Well, I don't know. I think that same question applies for people with other methods, too, because you have to have development, to do certain things. But your mind can go so far past your development, in any direction. I think we all are trying to bring our minds back to our development, and make it come out. So, as far as handicaps - like Reinhardt - he was handicapped, but at the same time, he played more than a lot of cats that had all the facilities. So, I don't think we can use that term, although we've all got handicaps.
Duarte: His wasn't voluntary, though, was it?
Right - he had no choice. I've got a choice. But say, if I were using a pick - I still don't have to have any more development. I know cats that have been using pick for a long time, and don't have any more development than I have. So I think it's a mental state, more than a physical state. What counts is the way you do what you do - your approach to it. Because development varies so, and there's no reason for it. You can see a cat that's so fast - he's too fast. And he don't have anything to go along with it. All he knows is, he's been working at it, so he's got it. We're all going to fall short on some things. I haven't seen anybody that's got it all. Now, why that is, I don't know. I've seen plenty of fellows that had plenty of one thing - more than they really need to get by with. And other guys'll be falling short on something they could really use.

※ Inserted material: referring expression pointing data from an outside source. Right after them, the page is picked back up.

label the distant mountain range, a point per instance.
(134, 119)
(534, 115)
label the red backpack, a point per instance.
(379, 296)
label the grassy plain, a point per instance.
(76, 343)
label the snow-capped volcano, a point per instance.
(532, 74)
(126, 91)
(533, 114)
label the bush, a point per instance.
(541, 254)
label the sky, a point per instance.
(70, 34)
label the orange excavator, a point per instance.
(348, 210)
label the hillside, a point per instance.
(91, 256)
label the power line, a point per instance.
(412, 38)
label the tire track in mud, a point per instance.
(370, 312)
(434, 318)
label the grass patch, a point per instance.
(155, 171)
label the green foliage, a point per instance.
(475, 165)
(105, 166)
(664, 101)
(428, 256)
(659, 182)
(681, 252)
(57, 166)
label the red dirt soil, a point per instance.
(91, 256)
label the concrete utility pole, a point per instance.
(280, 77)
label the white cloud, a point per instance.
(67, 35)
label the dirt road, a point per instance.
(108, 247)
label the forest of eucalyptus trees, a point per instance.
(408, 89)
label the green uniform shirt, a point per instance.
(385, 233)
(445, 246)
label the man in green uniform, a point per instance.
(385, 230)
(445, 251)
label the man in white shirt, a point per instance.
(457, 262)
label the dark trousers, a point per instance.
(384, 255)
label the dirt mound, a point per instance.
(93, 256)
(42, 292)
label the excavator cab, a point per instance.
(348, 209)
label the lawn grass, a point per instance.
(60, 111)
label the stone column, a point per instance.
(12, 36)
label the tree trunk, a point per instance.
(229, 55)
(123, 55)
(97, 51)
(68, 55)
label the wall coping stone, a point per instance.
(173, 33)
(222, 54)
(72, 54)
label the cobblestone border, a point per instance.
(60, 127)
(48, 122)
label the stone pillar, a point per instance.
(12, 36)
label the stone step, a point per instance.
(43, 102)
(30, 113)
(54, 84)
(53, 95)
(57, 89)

Duarte: It's the instinctive selecting of the right tools to do what you want to do.
Yes, but I didn't really select the thumb. That just came accidentally. You see, at the time, after I had accepted the fact that I was going to play with my thumb, it was still for my own amusement. If I had decided to be a professional musician, I'd have gone right to the pick. This is logical, to feel this way first. If I was going to do it in a natural way, I'd have to follow the natural form. But I'm playing for my own amusement, so I don't have to use anyform. You dig? It just happened that, with the form I was using - and I wasn't conscious of any limitation - I was able to hear other cats do other things, enjoy what they do, and not feel like I have to do what they do.
Isaacs: This is why you've grown so much in your playing. That is a wonderful attitude of mind.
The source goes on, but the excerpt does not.